Higher for longer doesn’t mean economic doom. Interest rates were at the same level they are now from 1967-1991, 1995-2001, and 2006-2007. Usually, an economic shock drives interest rates down quickly, but this time, a shock hasn’t materialized. The Fed is signaling that rate cuts will happen gradually, and persistent inflation could slow them even further. Higher for longer means business models that depend on easy access to capital or macroeconomic growth factors are in trouble.
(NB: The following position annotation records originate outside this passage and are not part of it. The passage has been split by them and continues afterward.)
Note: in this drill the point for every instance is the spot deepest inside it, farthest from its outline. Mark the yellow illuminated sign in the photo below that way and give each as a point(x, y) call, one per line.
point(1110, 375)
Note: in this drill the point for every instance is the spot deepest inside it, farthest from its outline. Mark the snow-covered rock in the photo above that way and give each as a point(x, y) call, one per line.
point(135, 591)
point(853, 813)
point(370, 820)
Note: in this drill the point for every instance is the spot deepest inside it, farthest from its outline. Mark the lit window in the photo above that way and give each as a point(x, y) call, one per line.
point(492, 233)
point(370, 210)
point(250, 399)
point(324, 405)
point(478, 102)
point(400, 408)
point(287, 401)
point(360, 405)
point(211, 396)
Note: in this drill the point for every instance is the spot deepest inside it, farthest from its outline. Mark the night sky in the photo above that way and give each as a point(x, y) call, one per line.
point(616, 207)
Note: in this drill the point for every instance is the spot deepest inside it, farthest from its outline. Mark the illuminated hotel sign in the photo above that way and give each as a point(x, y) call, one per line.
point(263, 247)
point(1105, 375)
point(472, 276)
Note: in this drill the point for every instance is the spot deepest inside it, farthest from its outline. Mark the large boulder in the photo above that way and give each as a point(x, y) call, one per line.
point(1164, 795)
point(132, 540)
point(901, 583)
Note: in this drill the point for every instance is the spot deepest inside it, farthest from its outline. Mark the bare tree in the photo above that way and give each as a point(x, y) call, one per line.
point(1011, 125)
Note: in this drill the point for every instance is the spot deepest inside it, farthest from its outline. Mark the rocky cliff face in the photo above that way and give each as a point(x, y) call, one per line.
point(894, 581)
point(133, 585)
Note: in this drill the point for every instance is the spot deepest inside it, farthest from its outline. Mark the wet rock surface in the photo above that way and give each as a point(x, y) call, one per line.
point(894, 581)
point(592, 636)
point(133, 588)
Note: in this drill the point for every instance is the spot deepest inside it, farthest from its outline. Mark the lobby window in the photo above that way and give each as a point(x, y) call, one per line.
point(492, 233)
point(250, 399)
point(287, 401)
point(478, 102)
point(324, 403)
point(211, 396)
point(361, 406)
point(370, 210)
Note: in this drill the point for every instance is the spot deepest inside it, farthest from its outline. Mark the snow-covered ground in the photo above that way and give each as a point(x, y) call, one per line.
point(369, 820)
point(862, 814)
Higher for longer also means competition is back, with clear winners and losers in each sector. The recent round of bank earnings paints a clear picture. Retail, Enterprise Software, Professional Services, and Big Tech are seeing the same trend.
The Davos crowd is rattled because most executive leaders weren’t in leadership roles the last time competition was this hot. It’s been over 12 years since the last period of heavy competition and even longer since the last period of tight monetary policy. I have heard CxOs and founders say it’s nice to have a few grey hairs in senior leadership right now.
Investors aren’t pressured to put their money into as many bets as possible. The strategy has moved back to best-in-class. In response, companies are winding down unprofitable business units and cutting unprofitable product lines.
I spent the end of 2022 and early 2023 telling people I coach to move their careers closer to revenue and core business lines. I advised CDOs and newly titled CAIOs to move their teams and initiatives closer to revenue growth, supporting the core, and preserving margins. Tracking and evangelizing the data team’s or individual impacts are imperative.
None of this is catastrophic unless the business has failed to prepare for these changes. Based on the current sentiment, it could be that many businesses are out of position and looking for options. Sam Altman said, “Status is a myth.” He believes that companies are either managing transformation to monetize technology or managing a slow decline.
Come on, man. I’m not even that blunt. Keep up that talk; CxOs will start drinking at the office again.
The Changing Talent And Hiring Picture
When revenue isn’t growing, cutting costs is the only way to please investors.